NoahMP lsm does not use URBPARM_LCZ.TBL it only gets values from its look-up tables from phys/noamp/parameters. Therfore in order to include values from URBPARM_LCZ.TBL a new subroutine is written called read_mp_lcz_parameters (located in phys/noahmp/src/module_sf_noahmplsm.F) which is an hybrid between the existing read_mp_[values] and urban_param_init.

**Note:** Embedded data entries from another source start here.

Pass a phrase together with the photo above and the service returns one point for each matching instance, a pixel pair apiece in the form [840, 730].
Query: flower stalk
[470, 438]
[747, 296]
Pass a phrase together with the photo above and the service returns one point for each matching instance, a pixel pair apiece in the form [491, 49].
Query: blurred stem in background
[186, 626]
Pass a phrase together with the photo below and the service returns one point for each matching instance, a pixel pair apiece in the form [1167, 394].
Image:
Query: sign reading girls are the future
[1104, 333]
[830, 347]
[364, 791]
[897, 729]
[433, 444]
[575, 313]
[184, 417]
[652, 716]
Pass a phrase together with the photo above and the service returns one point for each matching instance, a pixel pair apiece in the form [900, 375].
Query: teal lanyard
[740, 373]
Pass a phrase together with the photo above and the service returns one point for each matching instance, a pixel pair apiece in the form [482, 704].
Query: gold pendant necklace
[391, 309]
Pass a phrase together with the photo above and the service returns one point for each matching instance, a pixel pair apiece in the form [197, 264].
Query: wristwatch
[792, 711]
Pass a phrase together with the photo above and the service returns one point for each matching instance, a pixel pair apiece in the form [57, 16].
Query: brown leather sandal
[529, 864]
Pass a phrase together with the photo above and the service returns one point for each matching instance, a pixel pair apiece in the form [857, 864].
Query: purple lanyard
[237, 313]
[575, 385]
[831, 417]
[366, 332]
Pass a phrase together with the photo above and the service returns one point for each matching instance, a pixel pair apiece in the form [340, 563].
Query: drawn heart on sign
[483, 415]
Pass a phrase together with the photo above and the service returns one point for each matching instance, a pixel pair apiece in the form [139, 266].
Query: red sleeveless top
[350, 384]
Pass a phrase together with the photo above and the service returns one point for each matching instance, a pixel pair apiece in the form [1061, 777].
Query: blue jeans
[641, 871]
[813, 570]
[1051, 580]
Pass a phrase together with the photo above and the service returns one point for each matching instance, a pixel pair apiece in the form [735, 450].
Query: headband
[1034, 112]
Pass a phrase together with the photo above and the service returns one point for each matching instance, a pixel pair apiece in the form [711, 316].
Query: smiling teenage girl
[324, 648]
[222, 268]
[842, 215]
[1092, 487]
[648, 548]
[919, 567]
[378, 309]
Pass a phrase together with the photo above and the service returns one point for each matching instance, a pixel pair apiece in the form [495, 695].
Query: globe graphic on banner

The LCZ retrieved SMCMAX and FCR are kept as:

(...)
    SMCMAX_lcz_TABLE(1:NLCZ) = smcmax_tbl(1:icate)
    FCR_lcz_TABLE(1:NLCZ) = fcr_tbl(1:icate)

being NLCZ and icate the amount of LCZ categories (hard coded to 11 in the case of NLCZ).

Then in subroutine TRANSFER_MP_PARAMETERS, the specific grid-points values are passed as:

(...)
! ----------------------------------------------------------------------
! Transfer LCZ parameters
! ----------------------------------------------------------------------
    ! LCZ start at 51 (at least in version v4.5.1)
    IF (parameters%LCZ_1_TABLE /= 51) THEN
      CALL wrf_error_fatal( "module_sf_noahmpdrv.F: transfer_mp_parameters: wrong value " //          &
        "for LCZ_1. It is not 51 !!" )
    END IF
    
    parameters%SMCMAX_lcz = SMCMAX_lcz_TABLE(VEGTYPE-50)
    parameters%FCR_lcz = FCR_lcz_TABLE(VEGTYPE-50)

    IF(parameters%URBAN_FLAG) THEN  ! Hardcoding some urban parameters for soil
       parameters%SMCMAX = parameters%SMCMAX_lcz
       parameters%SMCREF = 0.42 
       parameters%SMCWLT = 0.40 
       parameters%SMCDRY = 0.40 
       parameters%CSOIL  = 3.E6
    ENDIF

Finally, in order ot make use of FCR, the following modification has been introduced into the subroutine SOILWATER (from phys/noahmp/src/module_sf_noahmplsm.F):

(...)
!jref impermable surface at urban
    IF ( parameters%urban_flag ) FCR(1)= parameters%FCR_lcz

There is still room for improvement, since additional variables can be also incorporated.